Glenn Beck has made it somewhat fashionable for people who don't know what the fuck they are talking about to act like they do if to do it with a certain amount of confidence. If you believe it hard enough, it must be true. Emotionally true, at least, if not intellectually true. And fuck intellect, besides -- emotions expressed with force are more powerful! Glenn Beck crying is more compelling than President Obama detailing the reasons for a humanitarian intervention in Libya. That's too fucking complicated, bro! Cut that shit down to 140 Characters and throw in some emoticons.

Recently, pastor Terry Jones, who knows nothing about the war, peace or even religion held a Quran burning -- against the urgings of everyone from President Obama to Secretary Clinton to General Petraeus -- which resulted in the murder of at least 22 people. Zero intellect, zero wisdom but a fucking champion heart. A real coeur de lion, that Terry. Tell that to the families of the dead 22.

Enter: Michelle Bachman, whose tragi-comic misrerading of Gore Vidal's Burr apparently turned her into a conservative. From the NyTimes:

"Sarah Palin, the reigning heroine of many social conservatives, has given few signals that she will make a presidential bid. Mike Huckabee, who won the Iowa caucuses in 2008 on the strength of his appeal to evangelicals and other constituencies, has mostly offered reasons for not joining the race. So into that space has come Representative Michele Bachmann of Minnesota. Best known as a fiery presence on cable television and the founder of the House Tea Party caucus, she is now exploring whether to seek the Republican presidential nomination. And early reaction to her in Iowa, where she was born and raised, suggests not only that she might do it, but also that she could have a substantial impact on the race ... Ms. Bachmann, who moved to Minnesota as a teenager, eagerly recounted how her Norwegian ancestors settled near Waterloo, Iowa.

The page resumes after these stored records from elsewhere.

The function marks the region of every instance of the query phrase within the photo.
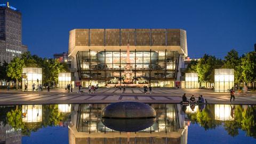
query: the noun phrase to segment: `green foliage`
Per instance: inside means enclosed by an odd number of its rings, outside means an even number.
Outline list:
[[[223,65],[222,61],[214,56],[205,54],[198,61],[196,70],[199,82],[213,83],[214,81],[214,69],[220,68]]]
[[[22,111],[20,108],[11,110],[7,113],[8,124],[12,126],[14,130],[17,130],[24,128],[24,123],[22,122]]]
[[[206,105],[202,112],[188,114],[188,117],[192,123],[199,124],[205,130],[214,129],[221,124],[221,122],[214,120],[214,105]],[[222,122],[228,134],[235,137],[241,129],[247,136],[256,138],[256,106],[247,106],[245,109],[241,105],[233,107],[235,107],[234,120]]]
[[[235,121],[227,121],[224,122],[224,127],[228,134],[234,137],[238,135],[239,124]]]
[[[241,59],[238,56],[238,52],[232,49],[225,56],[223,68],[234,69],[235,70],[235,83],[239,84],[243,82],[243,69],[241,67]]]
[[[251,106],[243,111],[242,129],[246,131],[246,135],[256,138],[256,106]]]
[[[7,113],[9,111],[11,111],[12,110],[14,110],[14,107],[5,106],[0,107],[0,122],[3,122],[4,125],[5,125],[7,123],[6,116]]]
[[[205,130],[215,129],[220,124],[219,121],[215,121],[214,105],[206,105],[202,112],[198,112],[197,121]]]
[[[57,125],[60,123],[60,113],[58,105],[45,105],[43,106],[42,125],[44,127]]]
[[[29,52],[21,55],[26,67],[41,67],[42,68],[42,81],[43,83],[52,83],[58,81],[60,72],[68,71],[67,64],[61,63],[57,59],[42,59],[36,55],[31,55]]]
[[[256,52],[247,53],[242,58],[242,68],[245,82],[253,82],[256,79]]]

And she confides that she was raised a Democrat — she and her husband, Marcus, worked for Jimmy Carter’s 1976 campaign — but she had an awakening reading a Gore Vidal book that she found to be 'mocking our founding fathers.'"  

That book is Burr, my favorite of Vidal's historical novels.

Commentary, shamefully, dumbs itself down to defend Bachmann's appaling reading comprehension. Jonathan Tobin writes, unconvincingly: "Bachmann’s personal narrative—in which she was transformed into a conservative by the liberal glorification of a low politician who deserves his villain status in American history—makes not only for good politics, but may reveal a finer mind for literature than the leftist wags who have put her down as yet another conservative dunce."

Excuse me, but Gore Vidal's Burr is not a "liberal glorification of a low politician who deserves his villain status in American history," but rather a levelling of all the Founding Fathers in one fell swoop. And not so much to destroy them, but to puit them into historical perspective -- not as Gods, but ambitious, well-read  lawyers who were blocked in advancement by the British. Vidal gives them their due for creating an enduring nation -- an incredible achievement -- but he, unlike Copley, never neglects to include the warts and welts in his exquisite portraits of the era. The Fouding Fathers were not purely idealistic beings, else they would have evaporated into the ethers before defeating the British.

Vidal's Jefferson was as much a Machiavellian as was Vidal's Burr -- Burr is just more honest about it. History, particularly Conor Cruise O'Brien's account, has left us with a more human-all-too-human Jefferson. I suspect Vidal's Burr and O'Brien's jefferson are closer to the mark than many -- if not most -- of those glowing historical blowjobs on the Founding Fathers.

Vidal offered this written statement in response to Bachmann's creation myth: "She is too stupid to deserve an answer."